We know that chromosomal irregularities (aneuploidy) of the embryo may be the cause of most early miscarriages. Most of these abnormalities originate more with the egg than the sperm, and they become more common as a woman ages. This is likely a contributing factor in the higher rates of pregnancy loss seen in women over 40.
Other factors include advanced maternal age: many women who choose to undergo IVF struggle to get pregnant naturally because they are over the age of 35. Women under the age of 35 have as little as a 15 per cent chance of miscarriage when conceiving naturally. Those between 35 and 45 who undergo IVF have up to a 35 per cent risk of miscarriage. For women over 45, the risk of miscarriage increases to 50 per cent.
Underlying health conditions such as endometriosis, polycystic ovarian syndrome, and other reproductive conditions carry an increased risk of miscarriage. These conditions are also some of the more common reasons why women undergo fertility treatments such as IVF.

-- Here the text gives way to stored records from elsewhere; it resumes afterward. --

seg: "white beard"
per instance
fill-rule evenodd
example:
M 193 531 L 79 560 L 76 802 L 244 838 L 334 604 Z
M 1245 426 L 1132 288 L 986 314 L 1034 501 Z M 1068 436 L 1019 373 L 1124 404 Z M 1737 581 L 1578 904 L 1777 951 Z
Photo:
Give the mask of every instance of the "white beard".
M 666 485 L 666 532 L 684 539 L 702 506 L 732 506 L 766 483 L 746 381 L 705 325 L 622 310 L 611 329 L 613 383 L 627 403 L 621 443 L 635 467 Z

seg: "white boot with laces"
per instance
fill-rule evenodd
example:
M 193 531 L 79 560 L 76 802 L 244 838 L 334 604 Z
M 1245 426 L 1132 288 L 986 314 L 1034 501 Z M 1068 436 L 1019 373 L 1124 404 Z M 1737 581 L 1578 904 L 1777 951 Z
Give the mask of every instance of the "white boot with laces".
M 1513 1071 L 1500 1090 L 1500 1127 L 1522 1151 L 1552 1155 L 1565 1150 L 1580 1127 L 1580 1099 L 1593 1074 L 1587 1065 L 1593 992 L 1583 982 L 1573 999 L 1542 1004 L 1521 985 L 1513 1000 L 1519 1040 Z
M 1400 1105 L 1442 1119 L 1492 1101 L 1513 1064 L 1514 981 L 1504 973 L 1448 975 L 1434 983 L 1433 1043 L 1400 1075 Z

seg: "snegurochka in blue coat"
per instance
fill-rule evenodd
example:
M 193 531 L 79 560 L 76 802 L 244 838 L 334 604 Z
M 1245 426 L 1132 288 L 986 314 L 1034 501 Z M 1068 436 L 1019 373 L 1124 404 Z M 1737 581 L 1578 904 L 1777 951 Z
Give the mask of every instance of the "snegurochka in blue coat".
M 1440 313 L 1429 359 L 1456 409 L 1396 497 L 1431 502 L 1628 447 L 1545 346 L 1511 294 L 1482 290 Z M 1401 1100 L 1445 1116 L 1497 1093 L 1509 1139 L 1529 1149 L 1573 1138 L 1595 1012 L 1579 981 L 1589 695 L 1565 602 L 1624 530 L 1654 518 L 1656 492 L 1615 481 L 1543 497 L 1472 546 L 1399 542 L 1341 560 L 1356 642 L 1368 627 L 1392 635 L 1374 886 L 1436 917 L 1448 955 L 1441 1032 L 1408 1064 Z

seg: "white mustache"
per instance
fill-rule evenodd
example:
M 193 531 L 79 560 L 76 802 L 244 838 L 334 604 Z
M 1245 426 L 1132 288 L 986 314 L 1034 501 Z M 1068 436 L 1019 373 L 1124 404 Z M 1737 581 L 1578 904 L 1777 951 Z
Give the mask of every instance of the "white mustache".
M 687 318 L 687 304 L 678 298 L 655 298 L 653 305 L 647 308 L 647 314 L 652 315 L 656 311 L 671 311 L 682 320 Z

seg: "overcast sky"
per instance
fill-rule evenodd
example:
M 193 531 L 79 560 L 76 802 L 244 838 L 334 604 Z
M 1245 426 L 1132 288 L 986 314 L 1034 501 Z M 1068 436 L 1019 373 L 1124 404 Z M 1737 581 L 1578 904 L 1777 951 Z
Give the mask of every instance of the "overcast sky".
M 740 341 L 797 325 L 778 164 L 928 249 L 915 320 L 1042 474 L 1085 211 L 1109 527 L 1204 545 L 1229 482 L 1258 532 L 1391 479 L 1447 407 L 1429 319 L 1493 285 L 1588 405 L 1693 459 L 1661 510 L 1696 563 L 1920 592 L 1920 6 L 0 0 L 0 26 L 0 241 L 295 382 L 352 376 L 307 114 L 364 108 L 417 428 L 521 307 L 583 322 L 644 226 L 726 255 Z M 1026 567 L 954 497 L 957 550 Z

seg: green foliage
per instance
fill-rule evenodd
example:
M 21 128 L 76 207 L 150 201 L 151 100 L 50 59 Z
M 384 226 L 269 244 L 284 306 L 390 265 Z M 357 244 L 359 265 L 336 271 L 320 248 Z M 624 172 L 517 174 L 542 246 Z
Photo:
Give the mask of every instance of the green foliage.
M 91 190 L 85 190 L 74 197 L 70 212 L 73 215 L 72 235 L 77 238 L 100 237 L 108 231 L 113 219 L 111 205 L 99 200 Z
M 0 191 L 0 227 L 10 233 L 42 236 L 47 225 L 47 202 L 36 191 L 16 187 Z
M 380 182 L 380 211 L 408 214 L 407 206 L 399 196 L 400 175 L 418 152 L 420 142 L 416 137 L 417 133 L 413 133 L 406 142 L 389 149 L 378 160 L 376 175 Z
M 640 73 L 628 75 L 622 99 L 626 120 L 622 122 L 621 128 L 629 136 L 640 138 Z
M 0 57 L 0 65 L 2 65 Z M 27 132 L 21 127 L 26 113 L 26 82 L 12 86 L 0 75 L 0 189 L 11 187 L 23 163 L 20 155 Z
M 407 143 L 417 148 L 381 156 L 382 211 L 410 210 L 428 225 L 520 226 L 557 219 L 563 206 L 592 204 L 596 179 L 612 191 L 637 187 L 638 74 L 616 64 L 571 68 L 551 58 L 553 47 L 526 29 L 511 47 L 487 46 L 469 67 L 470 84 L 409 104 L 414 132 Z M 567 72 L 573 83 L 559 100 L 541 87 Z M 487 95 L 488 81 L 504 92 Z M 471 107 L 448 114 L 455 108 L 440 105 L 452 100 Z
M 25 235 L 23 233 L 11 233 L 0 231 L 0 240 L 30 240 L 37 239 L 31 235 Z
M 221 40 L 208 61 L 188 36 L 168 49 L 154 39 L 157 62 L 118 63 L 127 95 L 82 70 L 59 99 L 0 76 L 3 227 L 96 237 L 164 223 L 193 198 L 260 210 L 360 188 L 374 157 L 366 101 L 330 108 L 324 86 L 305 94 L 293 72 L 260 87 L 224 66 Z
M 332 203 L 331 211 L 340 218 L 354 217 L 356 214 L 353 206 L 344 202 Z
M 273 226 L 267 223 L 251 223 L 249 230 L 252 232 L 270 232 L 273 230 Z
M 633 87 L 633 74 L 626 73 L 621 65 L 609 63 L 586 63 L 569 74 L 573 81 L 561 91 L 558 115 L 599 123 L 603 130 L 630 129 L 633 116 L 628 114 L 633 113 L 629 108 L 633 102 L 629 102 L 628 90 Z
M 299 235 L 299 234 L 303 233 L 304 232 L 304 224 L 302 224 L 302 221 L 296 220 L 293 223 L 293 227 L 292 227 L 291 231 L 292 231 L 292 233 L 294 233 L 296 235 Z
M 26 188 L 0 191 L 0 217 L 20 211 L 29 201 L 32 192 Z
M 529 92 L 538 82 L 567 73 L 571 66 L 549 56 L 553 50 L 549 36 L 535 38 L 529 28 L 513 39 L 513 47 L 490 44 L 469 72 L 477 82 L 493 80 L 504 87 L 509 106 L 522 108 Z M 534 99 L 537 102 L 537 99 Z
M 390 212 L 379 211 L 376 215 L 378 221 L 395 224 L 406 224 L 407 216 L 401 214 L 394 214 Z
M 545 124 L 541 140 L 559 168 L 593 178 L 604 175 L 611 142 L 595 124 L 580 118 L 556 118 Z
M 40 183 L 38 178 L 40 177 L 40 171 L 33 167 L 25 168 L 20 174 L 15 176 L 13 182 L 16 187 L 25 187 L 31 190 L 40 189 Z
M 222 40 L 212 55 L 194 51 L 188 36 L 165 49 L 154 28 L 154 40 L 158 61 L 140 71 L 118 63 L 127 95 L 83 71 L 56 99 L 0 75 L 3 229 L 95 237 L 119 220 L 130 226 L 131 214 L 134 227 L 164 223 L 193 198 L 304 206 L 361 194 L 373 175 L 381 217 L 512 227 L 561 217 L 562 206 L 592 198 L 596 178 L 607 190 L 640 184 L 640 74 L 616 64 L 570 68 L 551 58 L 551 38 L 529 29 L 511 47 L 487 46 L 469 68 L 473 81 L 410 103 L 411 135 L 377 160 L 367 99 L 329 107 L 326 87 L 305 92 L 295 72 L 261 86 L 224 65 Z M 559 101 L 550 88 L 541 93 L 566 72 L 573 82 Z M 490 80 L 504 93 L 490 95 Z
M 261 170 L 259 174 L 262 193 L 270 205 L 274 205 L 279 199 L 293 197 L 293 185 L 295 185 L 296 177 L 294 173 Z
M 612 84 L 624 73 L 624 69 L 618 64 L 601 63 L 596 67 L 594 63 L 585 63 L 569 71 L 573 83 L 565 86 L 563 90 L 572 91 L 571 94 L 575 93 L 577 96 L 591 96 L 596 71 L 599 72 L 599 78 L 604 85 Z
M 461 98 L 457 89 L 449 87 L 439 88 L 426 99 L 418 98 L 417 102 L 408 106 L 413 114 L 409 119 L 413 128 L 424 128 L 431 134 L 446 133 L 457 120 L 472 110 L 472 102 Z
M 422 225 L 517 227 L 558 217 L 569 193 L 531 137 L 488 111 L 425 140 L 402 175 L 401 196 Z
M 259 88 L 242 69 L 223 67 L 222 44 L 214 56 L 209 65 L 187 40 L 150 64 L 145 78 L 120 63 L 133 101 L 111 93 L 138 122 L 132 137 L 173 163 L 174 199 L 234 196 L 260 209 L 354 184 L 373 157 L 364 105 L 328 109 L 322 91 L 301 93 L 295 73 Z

Ovarian stimulation is also an issue. Most fertility treatments, including IVF, involve a certain level of ovarian stimulation. The greater levels of ovarian stimulation needed, the higher the risk may be for miscarriage.
Early miscarriage is not something that is generally within control and this can be difficult to accept, especially when getting pregnant through IVF can feel like such a controlled process. But having a healthy IVF pregnancy is very much within reach.
Measures such as Preimplantation Genetic Screening (PGS) is used to screen embryos for any chromosomal abnormalities, such as missing, extra, translocated or damaged chromosomes. Similarly, Preimplantation Genetic Diagnosis (PGD) is used to screen for specific genetic disorders, such as cystic fibrosis, but it can also be used for general genetic screening.
In both cases, only genetically normal embryos are selected for transfer. Genetic testing of embryos significantly reduces pregnancy loss for patients undergoing IVF.
Also, because a woman’s eggs are vulnerable to chromosomal damage as they age, use of donor eggs in IVF may be advisable. Failed IVF attempts or unexplained miscarriages may be tackled with the option of an egg donor.